Two black sepulchers by the pink-carnation sea indolently wired along with the quiet bullet he'd shot. It seemed to be aimed toward the coffee. Barbed by the invisible shatter of the realization, she spoke nothing in return and made her way dutifully in route to where he'd pointed her. There was not one hint of her that seemed to mind he hadn't spoke what he'd wanted, in fact, it seemed to remedy the common chore of speaking at all. She hoped that the rest of the time she had to be here would be just as hushed. No such luck, as she castled a gray mug into her slender, ghost-white fingers, began filling it with black coffee, and the freckled one began her game again.
"So like, do you go to the beach a lot? The mall? Arcades?"

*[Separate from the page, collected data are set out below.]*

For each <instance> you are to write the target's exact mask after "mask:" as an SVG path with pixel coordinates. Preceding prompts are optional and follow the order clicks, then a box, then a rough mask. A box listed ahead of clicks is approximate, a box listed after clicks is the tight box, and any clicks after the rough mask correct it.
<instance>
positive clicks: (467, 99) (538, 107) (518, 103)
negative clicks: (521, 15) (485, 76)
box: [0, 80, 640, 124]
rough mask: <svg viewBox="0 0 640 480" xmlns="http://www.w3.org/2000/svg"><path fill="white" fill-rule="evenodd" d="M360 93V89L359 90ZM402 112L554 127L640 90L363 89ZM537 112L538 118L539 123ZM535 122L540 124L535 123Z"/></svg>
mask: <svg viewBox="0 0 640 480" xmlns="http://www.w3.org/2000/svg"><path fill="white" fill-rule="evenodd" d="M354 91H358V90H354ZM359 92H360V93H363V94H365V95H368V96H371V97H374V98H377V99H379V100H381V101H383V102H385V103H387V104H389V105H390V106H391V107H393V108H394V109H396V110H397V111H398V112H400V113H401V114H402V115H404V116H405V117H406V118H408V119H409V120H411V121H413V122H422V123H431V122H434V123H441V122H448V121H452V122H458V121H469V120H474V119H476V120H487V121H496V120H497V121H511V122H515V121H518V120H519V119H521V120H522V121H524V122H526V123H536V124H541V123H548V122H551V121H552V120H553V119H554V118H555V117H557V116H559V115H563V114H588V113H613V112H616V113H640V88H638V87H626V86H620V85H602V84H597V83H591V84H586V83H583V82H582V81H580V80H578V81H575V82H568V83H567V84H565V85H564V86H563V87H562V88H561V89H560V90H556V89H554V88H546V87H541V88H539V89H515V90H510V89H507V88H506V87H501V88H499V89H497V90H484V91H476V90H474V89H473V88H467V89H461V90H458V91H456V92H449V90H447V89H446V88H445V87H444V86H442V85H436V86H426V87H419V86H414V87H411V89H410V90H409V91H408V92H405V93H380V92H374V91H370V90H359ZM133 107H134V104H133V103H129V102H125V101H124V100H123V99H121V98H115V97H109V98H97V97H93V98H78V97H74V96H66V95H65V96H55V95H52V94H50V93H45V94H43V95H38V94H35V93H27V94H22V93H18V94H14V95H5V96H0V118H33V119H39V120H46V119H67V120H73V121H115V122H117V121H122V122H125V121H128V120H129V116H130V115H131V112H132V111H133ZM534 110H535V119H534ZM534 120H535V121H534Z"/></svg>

A blessing that the revenants back was to her, lest she see the dimming influence her words had on the very, very careless, unpredictable bakemono that she pruned the comfort of. Mo wondered what sort of face she would make if she were to ask her some of her own interesting brands of questions, but instead her grip on the pot only imagined the thick of her red hair. The snapping of tangles. The ripping. The surprise.
"Not really." The answer was bleak.
By now she'd suspended back to him on her string, put the coffee down gently before him. "You know what you want yet?" she asked, grateful for even the briefest distraction.